Like many states, Illinois must strike a balance between its urban core, Chicago, which contains the majority of its population; and the rural expanse that represents the majority of its space and natural resources. Its capital, Springfield, sits in the middle of the state, a three-hour drive from Chicago, assuming no traffic. The concerns of urban residents, like gang violence and public transit, are unfamiliar to those in the rest of the state. These differences in location and lifestyle are much like the gaps between New York City and Albany; Los Angeles and Sacramento; Miami and Tallahassee.
Illinois is also emblematic of the dire fiscal state of U.S. states. While Illinois faces a uniquely difficult challenge, it offers lessons to others seeking to avoid bad outcomes.
As we discussed last year, decades of neglect in funding pensions for state workers drove Illinois’ finances to the brink of a junk credit rating, while a political standoff nearly brought the state to insolvency. Illinois has also borne the downside risks of trade conflicts. Illinois’ farmers have made it the leading producer of soybeans among U.S. states, while its already-struggling manufacturers had to absorb higher steel and aluminum prices.

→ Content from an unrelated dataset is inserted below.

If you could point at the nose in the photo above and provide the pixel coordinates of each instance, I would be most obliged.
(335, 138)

Since our last writing, a new governor has taken office. The expensive campaign between two self-funded businessmen has been a recurring theme in many gubernatorial races. Also common across the country has been the “outsiders” promising to lead with a business perspective instead of the entrenched views of career politicians.
The new governor, J. B. Pritzker, recognizes the need for drastic fiscal action. Illinois’s constitution uniquely forbids a graduated income tax and contains strict protection for public workers’ pensions. The state’s current flat income tax and sales tax put a regressively higher tax burden on lower earners. Amending the constitution is on Pritzker’s agenda, but an amendment cannot be brought for a vote until November 2020 and will not be in place until 2021 at earliest.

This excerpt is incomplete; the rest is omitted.